In situ fiber optic thermometry of wafer surface etched with an electron cyclotron resonance source

Abstract

The effect of plasma heating on wafer temperature during etching has been studied. Si and InP were etched using a high ion density discharge generated by an electron cyclotron resonance source. The wafer temperature was measured using fiber optic thermometry as microwave power, rf power, chamber pressure, and gas flow were varied. Wafer temperatures increased with both rf and microwave power, and decreased with chamber pressure. For a rf power of 50 W, chamber pressure of 1 mTorr, a source distance of 13 cm, and a 10 sccm Ar flow, an increase in microwave power from 50 to 500 W caused the temperature to increase from 62 to 186 °C. An increase in the rf power from 50 to 300 W increased the wafer temperature to 145 °C. Additionally, the effectiveness of using He flowing at the backside of the wafer for temperature control was analyzed.

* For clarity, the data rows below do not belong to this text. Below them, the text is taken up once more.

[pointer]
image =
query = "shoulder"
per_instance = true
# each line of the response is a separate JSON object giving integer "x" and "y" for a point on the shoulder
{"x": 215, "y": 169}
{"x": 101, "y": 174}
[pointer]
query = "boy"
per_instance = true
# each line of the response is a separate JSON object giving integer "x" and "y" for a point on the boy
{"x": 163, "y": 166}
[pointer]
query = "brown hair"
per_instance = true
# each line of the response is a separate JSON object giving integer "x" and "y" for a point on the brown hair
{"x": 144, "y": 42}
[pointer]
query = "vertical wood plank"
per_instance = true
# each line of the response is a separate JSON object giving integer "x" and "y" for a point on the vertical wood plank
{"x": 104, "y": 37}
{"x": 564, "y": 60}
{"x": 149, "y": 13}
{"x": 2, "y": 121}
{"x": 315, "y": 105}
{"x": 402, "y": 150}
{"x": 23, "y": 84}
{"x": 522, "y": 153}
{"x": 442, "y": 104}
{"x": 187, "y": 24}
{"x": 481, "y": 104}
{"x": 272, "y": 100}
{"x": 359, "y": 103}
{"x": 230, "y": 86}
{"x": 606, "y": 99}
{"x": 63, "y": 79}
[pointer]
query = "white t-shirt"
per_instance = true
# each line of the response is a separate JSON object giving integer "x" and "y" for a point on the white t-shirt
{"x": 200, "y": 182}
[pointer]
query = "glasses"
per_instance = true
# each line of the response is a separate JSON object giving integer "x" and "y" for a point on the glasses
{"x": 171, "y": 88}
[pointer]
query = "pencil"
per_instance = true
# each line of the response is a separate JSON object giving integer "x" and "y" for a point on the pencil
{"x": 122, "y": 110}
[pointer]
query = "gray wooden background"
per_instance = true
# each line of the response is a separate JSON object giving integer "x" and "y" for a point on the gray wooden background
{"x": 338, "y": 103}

By setting the backside He pressure at 3 Torr, the temperature increased to only 29 °C. Time dependent etch characteristics of InP were studied and related to the in situ temperature measurements. At 100 W of microwave power, the InP etch rate increased from 100 to 400 nm/min as the wafer temperature rose from 20 to 150 °C. As the temperature increased above 150 °C, the profile became more undercut and the surface morphology improved. By setting the stage temperature to −100 °C and using 3 Torr of He pressure at the backside of the wafer, the InP etch rate remained constant during etching and undercutting was suppressed. For 500 W of microwave power, a fast InP etch rate of 2 μm/min was obtained when the wafer temperature was <110 °C, and it increased to over 4 μm/min when the temperature was ≳150 °C.